Grandíssima éfe da pê!
A outra cigana era cliente da minha mãe, que é advogada. Ela quis fazer um agrado, porque o caso dela era espinhudo [uma disputa de dinheiro entre irmãos e irmãs] e ela então ofereceu de ‘ler o futuro’ pra mim e pra minha irmã. Como de graça, aceitamos até injeção na testa, lá fomos nós na casa da tal cigana.

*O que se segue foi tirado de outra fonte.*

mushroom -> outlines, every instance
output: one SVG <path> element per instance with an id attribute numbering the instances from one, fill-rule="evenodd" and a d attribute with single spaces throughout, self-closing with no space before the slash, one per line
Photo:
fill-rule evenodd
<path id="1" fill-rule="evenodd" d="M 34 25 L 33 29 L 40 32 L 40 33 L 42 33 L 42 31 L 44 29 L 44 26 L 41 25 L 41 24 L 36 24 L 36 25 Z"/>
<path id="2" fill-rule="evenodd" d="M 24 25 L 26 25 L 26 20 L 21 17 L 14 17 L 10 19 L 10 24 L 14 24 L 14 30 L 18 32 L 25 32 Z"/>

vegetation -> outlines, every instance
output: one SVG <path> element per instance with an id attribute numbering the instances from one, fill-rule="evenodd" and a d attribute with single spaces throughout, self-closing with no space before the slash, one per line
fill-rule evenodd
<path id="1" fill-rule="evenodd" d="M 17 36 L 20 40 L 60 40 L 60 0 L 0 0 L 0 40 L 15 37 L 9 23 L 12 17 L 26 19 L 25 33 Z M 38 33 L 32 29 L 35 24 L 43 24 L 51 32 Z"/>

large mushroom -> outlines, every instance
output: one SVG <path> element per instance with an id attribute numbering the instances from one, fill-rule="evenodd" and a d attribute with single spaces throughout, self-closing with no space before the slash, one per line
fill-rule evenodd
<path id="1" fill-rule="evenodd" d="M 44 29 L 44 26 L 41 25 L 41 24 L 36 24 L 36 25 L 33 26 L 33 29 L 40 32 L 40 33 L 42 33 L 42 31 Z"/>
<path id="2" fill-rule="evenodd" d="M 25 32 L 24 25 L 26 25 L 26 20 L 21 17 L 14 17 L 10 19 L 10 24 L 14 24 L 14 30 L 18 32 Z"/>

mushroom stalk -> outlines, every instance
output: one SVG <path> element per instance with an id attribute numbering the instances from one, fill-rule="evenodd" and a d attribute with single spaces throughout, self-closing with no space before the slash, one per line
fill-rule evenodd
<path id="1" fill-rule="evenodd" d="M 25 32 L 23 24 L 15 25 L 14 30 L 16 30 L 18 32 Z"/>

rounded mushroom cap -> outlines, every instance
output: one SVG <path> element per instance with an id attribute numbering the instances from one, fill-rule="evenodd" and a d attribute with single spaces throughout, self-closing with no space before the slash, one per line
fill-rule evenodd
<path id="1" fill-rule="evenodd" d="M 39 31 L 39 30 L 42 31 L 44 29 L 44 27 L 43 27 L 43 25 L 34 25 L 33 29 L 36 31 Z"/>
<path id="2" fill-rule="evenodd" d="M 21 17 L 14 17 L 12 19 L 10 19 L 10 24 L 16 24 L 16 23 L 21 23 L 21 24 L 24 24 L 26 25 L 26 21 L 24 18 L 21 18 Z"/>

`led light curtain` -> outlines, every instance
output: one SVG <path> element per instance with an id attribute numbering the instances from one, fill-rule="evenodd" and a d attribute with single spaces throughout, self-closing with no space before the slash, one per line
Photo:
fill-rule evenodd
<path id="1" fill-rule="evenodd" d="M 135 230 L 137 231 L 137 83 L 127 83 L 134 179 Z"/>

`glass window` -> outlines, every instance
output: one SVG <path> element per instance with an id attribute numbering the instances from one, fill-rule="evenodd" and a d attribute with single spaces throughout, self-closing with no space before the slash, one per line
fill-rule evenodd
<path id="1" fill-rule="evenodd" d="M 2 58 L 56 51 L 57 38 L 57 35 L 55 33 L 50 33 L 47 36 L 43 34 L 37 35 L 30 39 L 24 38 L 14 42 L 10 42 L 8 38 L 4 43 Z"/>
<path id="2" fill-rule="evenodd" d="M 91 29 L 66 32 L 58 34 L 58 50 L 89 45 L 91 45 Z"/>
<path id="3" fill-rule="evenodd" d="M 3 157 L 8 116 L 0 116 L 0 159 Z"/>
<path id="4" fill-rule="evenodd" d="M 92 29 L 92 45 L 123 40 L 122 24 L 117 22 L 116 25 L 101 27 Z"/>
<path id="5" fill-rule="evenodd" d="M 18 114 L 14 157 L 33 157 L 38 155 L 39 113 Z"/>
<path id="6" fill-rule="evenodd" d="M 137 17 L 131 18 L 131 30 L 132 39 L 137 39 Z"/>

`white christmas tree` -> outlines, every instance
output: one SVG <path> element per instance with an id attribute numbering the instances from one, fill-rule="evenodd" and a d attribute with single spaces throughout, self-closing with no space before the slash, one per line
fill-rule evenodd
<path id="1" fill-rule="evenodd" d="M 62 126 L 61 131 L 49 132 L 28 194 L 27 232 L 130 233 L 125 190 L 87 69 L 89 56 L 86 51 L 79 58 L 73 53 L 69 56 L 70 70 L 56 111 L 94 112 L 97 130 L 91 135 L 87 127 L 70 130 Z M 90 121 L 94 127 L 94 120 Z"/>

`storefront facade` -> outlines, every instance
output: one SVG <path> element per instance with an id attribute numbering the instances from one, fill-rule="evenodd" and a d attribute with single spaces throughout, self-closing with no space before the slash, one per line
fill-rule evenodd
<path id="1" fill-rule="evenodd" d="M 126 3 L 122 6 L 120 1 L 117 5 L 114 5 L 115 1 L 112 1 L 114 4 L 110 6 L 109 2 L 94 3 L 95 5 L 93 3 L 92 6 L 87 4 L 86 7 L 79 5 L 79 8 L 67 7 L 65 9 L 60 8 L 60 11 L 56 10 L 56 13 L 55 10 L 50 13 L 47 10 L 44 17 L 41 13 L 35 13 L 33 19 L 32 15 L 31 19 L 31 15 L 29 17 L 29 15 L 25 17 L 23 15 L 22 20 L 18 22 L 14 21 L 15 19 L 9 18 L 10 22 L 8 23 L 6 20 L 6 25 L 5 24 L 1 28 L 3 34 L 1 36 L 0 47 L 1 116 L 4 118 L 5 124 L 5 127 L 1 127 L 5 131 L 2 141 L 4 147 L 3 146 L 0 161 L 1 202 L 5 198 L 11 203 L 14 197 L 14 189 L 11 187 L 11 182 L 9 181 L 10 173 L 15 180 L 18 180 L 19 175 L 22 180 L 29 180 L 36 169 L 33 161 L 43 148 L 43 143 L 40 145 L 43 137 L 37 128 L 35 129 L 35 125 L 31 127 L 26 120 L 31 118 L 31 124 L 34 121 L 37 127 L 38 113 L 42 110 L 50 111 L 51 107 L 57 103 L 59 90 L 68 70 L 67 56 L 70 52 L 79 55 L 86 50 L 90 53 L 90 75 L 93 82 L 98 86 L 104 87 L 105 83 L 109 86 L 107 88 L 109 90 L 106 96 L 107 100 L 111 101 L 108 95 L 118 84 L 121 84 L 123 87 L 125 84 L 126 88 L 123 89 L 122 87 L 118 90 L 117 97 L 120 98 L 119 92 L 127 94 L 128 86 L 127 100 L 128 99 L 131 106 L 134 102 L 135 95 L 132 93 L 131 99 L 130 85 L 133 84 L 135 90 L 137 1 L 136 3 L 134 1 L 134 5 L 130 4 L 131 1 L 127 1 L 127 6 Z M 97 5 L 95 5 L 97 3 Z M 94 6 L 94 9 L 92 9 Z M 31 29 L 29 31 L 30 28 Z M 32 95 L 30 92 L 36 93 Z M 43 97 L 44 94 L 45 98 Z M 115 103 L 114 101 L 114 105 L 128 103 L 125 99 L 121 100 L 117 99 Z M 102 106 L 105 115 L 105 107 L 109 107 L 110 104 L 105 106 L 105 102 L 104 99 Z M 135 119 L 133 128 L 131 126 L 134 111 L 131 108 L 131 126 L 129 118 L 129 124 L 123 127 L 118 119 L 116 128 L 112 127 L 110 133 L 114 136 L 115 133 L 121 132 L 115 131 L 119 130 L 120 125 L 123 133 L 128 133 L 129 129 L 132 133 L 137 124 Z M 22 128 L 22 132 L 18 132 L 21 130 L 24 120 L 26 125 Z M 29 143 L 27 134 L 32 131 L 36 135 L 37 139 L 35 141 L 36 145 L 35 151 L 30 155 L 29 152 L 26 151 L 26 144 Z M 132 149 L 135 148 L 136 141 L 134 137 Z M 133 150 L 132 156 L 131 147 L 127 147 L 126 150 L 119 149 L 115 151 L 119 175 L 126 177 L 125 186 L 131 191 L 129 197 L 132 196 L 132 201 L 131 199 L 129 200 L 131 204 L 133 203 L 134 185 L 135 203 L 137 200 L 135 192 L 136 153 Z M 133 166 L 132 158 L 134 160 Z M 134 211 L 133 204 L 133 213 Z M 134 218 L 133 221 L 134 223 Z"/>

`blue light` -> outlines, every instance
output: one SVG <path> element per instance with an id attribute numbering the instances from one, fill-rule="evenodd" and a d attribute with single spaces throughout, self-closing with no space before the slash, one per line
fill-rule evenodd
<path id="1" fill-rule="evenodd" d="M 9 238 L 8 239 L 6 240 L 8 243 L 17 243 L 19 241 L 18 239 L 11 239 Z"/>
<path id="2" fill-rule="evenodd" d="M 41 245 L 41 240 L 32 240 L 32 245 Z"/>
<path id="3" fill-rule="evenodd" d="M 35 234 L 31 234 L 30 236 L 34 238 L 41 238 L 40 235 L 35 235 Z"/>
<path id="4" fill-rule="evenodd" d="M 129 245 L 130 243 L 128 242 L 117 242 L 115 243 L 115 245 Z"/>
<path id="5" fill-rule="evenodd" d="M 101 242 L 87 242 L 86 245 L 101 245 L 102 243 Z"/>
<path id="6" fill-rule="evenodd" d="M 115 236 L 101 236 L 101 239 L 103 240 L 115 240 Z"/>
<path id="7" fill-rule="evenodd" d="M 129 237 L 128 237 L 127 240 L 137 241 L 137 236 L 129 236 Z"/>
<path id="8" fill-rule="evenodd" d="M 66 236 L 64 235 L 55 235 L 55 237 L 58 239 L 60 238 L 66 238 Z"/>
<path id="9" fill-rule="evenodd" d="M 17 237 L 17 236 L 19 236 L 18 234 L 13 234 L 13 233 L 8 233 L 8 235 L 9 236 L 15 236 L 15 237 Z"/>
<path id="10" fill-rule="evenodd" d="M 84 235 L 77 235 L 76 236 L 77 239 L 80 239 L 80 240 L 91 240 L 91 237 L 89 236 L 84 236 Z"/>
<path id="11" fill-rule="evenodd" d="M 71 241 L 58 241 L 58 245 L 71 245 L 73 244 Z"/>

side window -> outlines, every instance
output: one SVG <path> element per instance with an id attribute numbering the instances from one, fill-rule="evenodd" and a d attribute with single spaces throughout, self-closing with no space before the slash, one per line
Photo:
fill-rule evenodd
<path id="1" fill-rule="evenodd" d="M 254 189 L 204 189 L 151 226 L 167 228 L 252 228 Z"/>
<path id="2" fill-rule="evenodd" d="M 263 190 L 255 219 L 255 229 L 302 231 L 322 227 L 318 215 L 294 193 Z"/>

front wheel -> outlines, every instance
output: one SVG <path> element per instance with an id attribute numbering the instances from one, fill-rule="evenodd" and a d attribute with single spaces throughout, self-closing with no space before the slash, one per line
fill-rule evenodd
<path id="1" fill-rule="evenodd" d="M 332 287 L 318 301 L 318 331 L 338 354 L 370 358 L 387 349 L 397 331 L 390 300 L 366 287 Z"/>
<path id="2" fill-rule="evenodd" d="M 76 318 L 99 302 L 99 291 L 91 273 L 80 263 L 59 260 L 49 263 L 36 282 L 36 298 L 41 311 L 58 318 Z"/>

Eu fiquei assustadíssima logo que entrei na salinha de ‘trabalho’ da cigana, que era um verdeiro terreiro de macumba, com uma galinha preta morta jogada num canto e um quadro da pomba gira num outro canto, entre inúmeras figuras de santos e coisas esdruxúlas de religiões diferentes. Ela me sentou num banquinho e começou a jogar os búzios:

– hum, você vai conhecer um moço loiro….
– é mesmo? [ ih, entrei noutra fria….]
– sim, você vai conhecer ele no seu trabalho
– hum, que interessante! [eu não trabalho]
– e vai casar com ele depois de dois anos
– hehe [ e o que faço com o meu marido atual?]
– e vai ter dois filhos com ele….
– tá bom…. [que grande farsa!]

Eu fui concordando com tudo e saí da salinha puta da cara! Outra grandíssima éfe da pê, embromadora, cambalacheira, sem vergonha!
Eu não tenho nada contra o povo cigano, acho a cultura deles bonita e tal, mas desses ciganos que lêem o futuro eu fujo como o diabo foge da cruz…. Eles dão má fama para toda a comunidade. E nem se dão ao trabalho de tentar contar uma história mais convincente. É sempre a mesma pataquada – moço loiro, moço moreno, casamento, filhos…. Como se o futuro fosse só isso!